While Tyrconnel was organising an Irish army, James being still king in England, he committed a great blunder, which had far-reaching consequences, contributing in no small degree to the overthrow of the Stuart dynasty. He withdrew the garrison of Derry in order to send aid to King James in England. The removal of the garrison left the field clear for the partisans of William. When the Earl of Antrim was sent to repair the blunder, the young men of Derry resolutely closed the gates of the town against James's troops on December 7, 1688, and on February 20, 1689, William of Orange was proclaimed king in Derry. In this way the English got possession of one of the most important ports in the kingdom.
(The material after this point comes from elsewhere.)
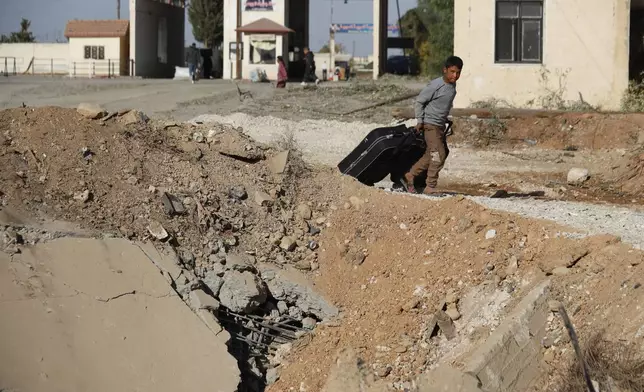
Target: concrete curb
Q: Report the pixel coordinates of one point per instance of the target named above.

On March 12, 1689, James II. landed at Kinsale. Thence he hastened to Dublin, and summoned a Parliament, which met on May 7, 1689, and sat until July 18. This Parliament of James has been described as a Parliament of Irish Celts, yet out of the 228 members of the House of Commons about one-fourth only belonged to the native race, and even including members of families Anglicised or of doubtful origin, not one-third of the House of Commons belonged to the so-called Celts. Of the thirty-two lay peers who attended, not more than two or three bore old Irish names. The four spiritual peers were Protestant bishops, among whom was the notorious Dr. Dopping; no Catholic bishops were summoned. Thirty-five Acts were passed, many of which were merely for the undoing of previous hostile
3 legislation, such as the repeal of Poynings' Act, the repeal of the Acts of Settlement and Explanation, the repeal of the Act for keeping and celebrating October 23 as an anniversary thanksgiving in Ireland. Of the positive Acts the most notable were: an Act to secure liberty of conscience, and to repeal such Acts, or clauses of Acts, as were inconsistent with the same; and an Act for removing all incapacities from the natives of Ireland. James did not approve of the legislation of his Irish Parliament, and, but for the presence of the Comte d'Avaux, the French ambassador, it is probable he would not have consented to the repeal of the Acts of Settlement and Explanation.
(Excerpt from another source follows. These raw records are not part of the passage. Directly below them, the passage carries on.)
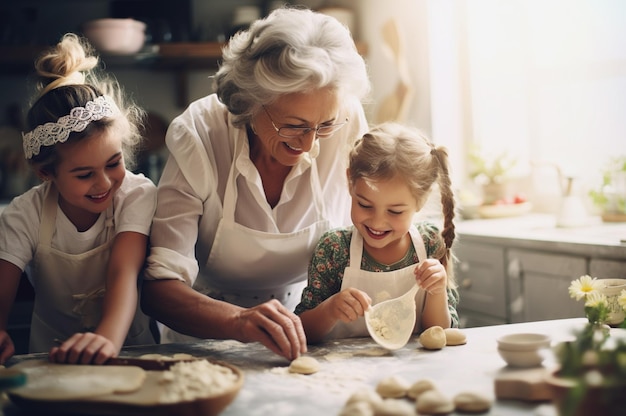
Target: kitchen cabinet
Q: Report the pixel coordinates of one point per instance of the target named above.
(479, 275)
(519, 269)
(538, 285)
(607, 269)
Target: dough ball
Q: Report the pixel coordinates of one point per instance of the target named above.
(367, 395)
(434, 338)
(304, 365)
(454, 336)
(433, 402)
(472, 402)
(392, 387)
(182, 356)
(419, 387)
(394, 407)
(357, 408)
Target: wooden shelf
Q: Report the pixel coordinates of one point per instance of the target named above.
(177, 57)
(165, 56)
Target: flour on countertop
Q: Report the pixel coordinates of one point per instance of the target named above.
(186, 381)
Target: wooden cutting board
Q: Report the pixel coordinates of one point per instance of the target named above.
(108, 390)
(526, 384)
Sufficient men had presented themselves to form fifty regiments of infantry and a proportionate number of cavalry. But as the native Irish had been excluded from serving in the army and militia, and as far as possible disarmed, these levies were undisciplined, and their officers, with few exceptions, were without military training and experience. There were no arsenals, and in the Government stores only about one thousand serviceable firearms were found; there was no artillery, and no supply of ammunition, or of appliances for an army in the field. The colonists, who for the most part took the English side, were accustomed to the use of arms, having served in the disbanded militia, which had been well armed. They possessed a considerable force sufficiently trained and armed to do garrison duty efficiently. The great want of the Irish in this, as in all previous Anglo-Irish wars, was money. What coin was in circulation was small in quantity and debased in quality. James's Government issued a brass coinage, which had no currency outside the kingdom, and even within it practically circulated only among the partisans of James, and could not consequently help in purchasing arms, ammunition, and military stores, which had to be imported from without.
Under such unfavourable circumstances, the war began. The first campaign comprised the siege, or rather blockade, of Derry—for the Irish, having no artillery, could not under
* That is, chiefly the Protestants of English or Scottish origin.